Every year, Mississippi lawmakers debate the amount to spend on education. As important, perhaps, is the question of how we spend the money.
If Mississippi is serious about improving education, we need to improve the way we allocate the tax dollars that are available.
For almost 30 years, Mississippi has had an antiquated funding formula known as the MAEP, or the Mississippi Adequate Education Program. Complex and arcane, MAEP means we fund a system, not students.
Under MAEP, the money does not always get to where it is most needed: the classroom.
The shortcomings of the MAEP are widely accepted. Indeed, last year saw an 11th hour attempt to dramatically change it. In doing so, the Senate appeared to acknowledge that major change is needed.
You would be forgiven, therefore, for supposing that we might see progress on replacing the old system this session with one that works.
Rep. Roberson and Speaker Jason White support the INSPIRE bill.
At the start of this year’s session, Representative Roberson unveiled the INSPIRE bill, which proposed giving every child in the state a weighted amount of funding, based on their individual circumstances. Different people will no doubt have different views as to how best to weight the amount per student, but everyone ought to be able to agree on the basic principle of funding students, rather than a system.

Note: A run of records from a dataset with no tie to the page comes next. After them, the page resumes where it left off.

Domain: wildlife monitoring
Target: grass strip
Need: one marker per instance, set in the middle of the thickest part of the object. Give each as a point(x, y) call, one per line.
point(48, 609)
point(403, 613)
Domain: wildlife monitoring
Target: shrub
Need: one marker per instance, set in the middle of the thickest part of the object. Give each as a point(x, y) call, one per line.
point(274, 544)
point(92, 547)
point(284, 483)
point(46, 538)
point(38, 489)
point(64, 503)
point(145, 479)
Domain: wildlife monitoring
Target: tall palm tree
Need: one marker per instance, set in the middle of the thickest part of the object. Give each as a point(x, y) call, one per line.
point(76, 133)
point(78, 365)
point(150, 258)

The House overwhelmingly backed INSPIRE, with majority support on both sides of the aisle. (Indeed, according to the Magnolia Tribune, Democrat support for INSPIRE has increased with each vote). The Governor, also, came out strongly in favor.
I don’t think it is totally fair to say that the Senate is against INSPIRE. It is just that some in the Senate have used various procedural maneuvers to kill it off.
Why?
It can’t be about the amount of money. Most school districts would be better off under INSPIRE. There would be significantly more money. Jackson Public Schools, for example, could receive something like $20 million more in state funding under INSPIRE.

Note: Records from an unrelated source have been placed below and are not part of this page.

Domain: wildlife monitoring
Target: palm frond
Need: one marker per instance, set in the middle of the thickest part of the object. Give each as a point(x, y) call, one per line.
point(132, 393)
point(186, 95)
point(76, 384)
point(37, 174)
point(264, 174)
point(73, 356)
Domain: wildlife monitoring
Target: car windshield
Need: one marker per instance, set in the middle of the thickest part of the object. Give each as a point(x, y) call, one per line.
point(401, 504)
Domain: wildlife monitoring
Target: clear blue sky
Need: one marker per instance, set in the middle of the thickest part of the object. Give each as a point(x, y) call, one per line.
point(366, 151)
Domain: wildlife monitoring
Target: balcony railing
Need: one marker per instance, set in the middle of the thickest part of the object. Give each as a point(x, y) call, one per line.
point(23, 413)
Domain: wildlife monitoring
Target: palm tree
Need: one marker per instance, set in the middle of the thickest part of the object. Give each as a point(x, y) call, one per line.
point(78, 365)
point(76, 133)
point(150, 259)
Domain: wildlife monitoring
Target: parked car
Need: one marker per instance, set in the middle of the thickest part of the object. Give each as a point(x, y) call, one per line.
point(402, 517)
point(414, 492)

Some have said that they oppose INSPIRE because it does not have an objective formula for the base student cost. Opposing a funding formula for being insufficiently formulaic sounds to me like scrambling around for a reason to be against it.
Some, I suspect oppose INSPIRE because it wasn’t their idea in the first place. If so, then how sad for our state, and what a sad reflection on their leadership.
Governor Tate Reeves strongly supports INSPIRE.
There is a slight chance that we might still see real change. The House has given school funding reform another lifeline, inserting the INSPIRE bill text into SB2693. It is possible that the Senate might yet approve it.
Failing that, I hope that Governor Tate Reeves and Speaker White work together to play hardball, perhaps even extending the session, or holding a special session. Conservatives across the state would rally behind them.
Mississippi deserves better than what we have seen so far this session.